On Tuesday I puzzled over an L.A. Times story claiming that there has been “[n]o independent confirmation” of the content of laptop computers recovered from FARC terrorists, which show Venezuelan assistance to the terrorists. I noted that Interpol had confirmed that the laptops had not been tampered with, and that the AP had been shown files with messages detailing years of cooperation between the terrorists and the Venezuelan government. How does the paper justify saying there has been no independent confirmation of the laptops’ content? I wondered.
A couple of commenters suggested an answer: perhaps it’s been confirmed that a) the files were really on the laptops; and b) the files say what is claimed by the Colombian government; but we don’t know c) that the information in the files is genuine.

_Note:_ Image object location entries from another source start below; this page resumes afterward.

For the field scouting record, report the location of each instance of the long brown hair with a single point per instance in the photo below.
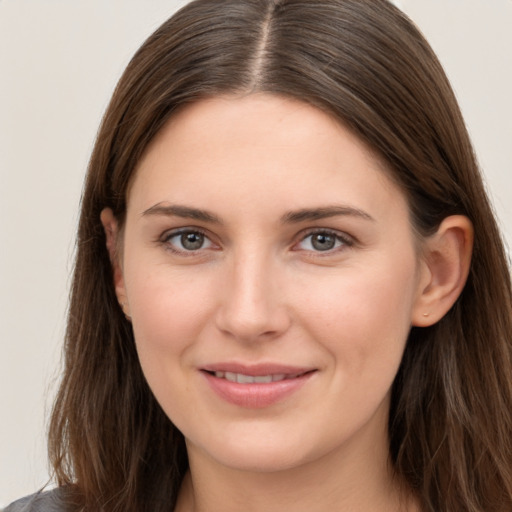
(364, 62)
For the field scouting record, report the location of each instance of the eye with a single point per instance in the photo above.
(323, 241)
(187, 241)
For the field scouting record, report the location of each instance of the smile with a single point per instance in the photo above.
(254, 379)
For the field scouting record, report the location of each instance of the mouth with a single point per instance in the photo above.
(256, 386)
(242, 378)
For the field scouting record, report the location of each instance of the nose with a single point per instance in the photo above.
(252, 305)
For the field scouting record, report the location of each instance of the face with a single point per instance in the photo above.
(271, 274)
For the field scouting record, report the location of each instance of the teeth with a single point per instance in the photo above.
(251, 379)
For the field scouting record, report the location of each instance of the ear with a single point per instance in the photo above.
(445, 268)
(111, 227)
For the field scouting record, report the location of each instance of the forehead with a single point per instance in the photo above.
(225, 151)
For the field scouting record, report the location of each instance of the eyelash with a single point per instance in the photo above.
(169, 235)
(342, 241)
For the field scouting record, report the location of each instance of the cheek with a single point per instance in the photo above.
(363, 317)
(168, 311)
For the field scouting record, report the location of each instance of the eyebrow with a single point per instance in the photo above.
(324, 213)
(185, 212)
(292, 217)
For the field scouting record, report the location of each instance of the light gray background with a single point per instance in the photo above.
(59, 62)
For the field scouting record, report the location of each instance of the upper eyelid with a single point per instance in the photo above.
(343, 235)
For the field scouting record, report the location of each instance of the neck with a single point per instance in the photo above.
(339, 481)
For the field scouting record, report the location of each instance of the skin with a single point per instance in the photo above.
(259, 290)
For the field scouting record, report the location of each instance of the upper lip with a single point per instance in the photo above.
(256, 369)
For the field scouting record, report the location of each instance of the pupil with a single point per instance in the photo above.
(323, 242)
(192, 241)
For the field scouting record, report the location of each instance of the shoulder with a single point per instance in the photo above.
(49, 501)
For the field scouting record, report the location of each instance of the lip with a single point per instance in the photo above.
(256, 395)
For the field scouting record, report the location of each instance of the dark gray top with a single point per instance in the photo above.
(49, 501)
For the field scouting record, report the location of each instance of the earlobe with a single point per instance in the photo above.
(446, 261)
(111, 227)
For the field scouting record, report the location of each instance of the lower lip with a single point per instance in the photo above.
(255, 395)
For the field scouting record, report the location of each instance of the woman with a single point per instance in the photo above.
(290, 290)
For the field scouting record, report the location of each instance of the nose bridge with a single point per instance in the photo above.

Dr. Weevil begs to differ. He links a Gateway Pundit post, based on a Miami Herald article that is now offline, which noted that information found on the laptops has been successfully used in a raid on a FARC safe house:
Colombian authorities tipped off Costa Rican officials about a huge stash of FARC cash in an old safe house earlier this month. Costa Rica confiscated $480,000 of FARC cash in the raid. The Colombians discovered this information from the computers seized during the raid on FARC leader Raul Reyes in Ecuador.
Good catch by Dr. Weevil, and one that leaves me thoroughly confused as to how the content on the laptops has not been independently confirmed.